Regulatory thin filament proteins of the cardiac sarcomere, alpha-tropomyosin (Tm) and cardiac troponin T (cTnT), are essential to myofilament activation and cardiac function. Mutations in these proteins cause hypertrophic cardiomyopathy (HCM) and dilated cardiomyopathy (DCM). This work explores the genotype-phenotype link in a novel DCM mutation in Tm and determines the role of CaMKII in a well-studied HCM mutation in cTnT. The DCM-linked Tm mutation D230N causes a bimodal clinical phenotype with severe forms of disease in young patients and mild to moderate disease in adults. We hypothesized that this age-dependent phenotype was due to differential interactions of D230N-Tm with fetal and adult cTnT isoforms. Our in vitro studies showed that D230N decreases the calcium sensitivity in the presence of adult cTnT, and even more so in the presence of fetal cTnT, suggesting that the D230N mutation may cause DCM in a cTnT-isoform dependent manner. To understand the mechanistic links between primary mutational effects and ventricular remodeling we created a transgenic mouse model and found that left ventricular dilatation occurs early and results in functional impairments and altered calcium handling. Our laboratory previously established a mouse line to study a well-documented HCM mutation cTnT-R92W that also demonstrates downstream effects in calcium handling.

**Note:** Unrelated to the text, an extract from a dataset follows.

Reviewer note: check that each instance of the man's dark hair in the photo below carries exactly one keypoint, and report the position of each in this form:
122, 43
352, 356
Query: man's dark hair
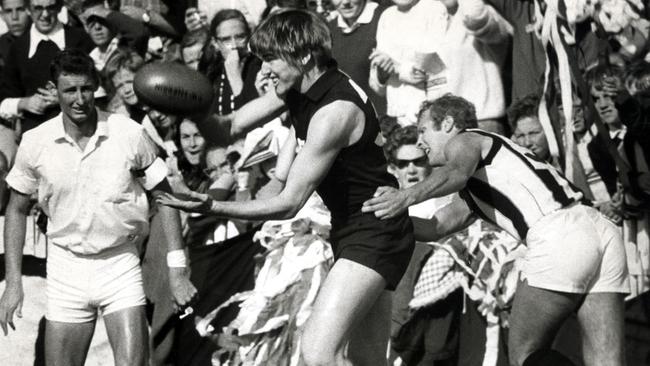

While the R92W-cTnT mutation myocellular dysfunction at two months, there was improvement by six months that correlated with a presumed compensatory mechanism involving increased CaMKII phosphorylation of phospholamban. We hypothesized that while initially compensatory, long-term over-activation of CaMKII contributes to R92W FHC pathophysiology. We tested this hypothesis using genetic CaMKII inhibition in R92W mice. We found that CaMKII inhibition decreased SERCA2a calcium uptake activity due to decreased phosphorylation of phospholamban. Additionally, CaMKII inhibition significantly altered atrial remodeling in R92W mice associated with long-standing diastolic dysfunction. These studies suggest that CaMKII plays a role in R92W pathophysiology. Moreover, these findings indicate that CaMKII inhibition is protective in R92W HCM pathogenesis and may be a valuable therapeutic target in this disease. These two studies elucidate important aspects of thin filament cardiomyopathy pathogenesis, providing a new mechanism and disease model for DCM as well as a potential therapeutic target for HCM.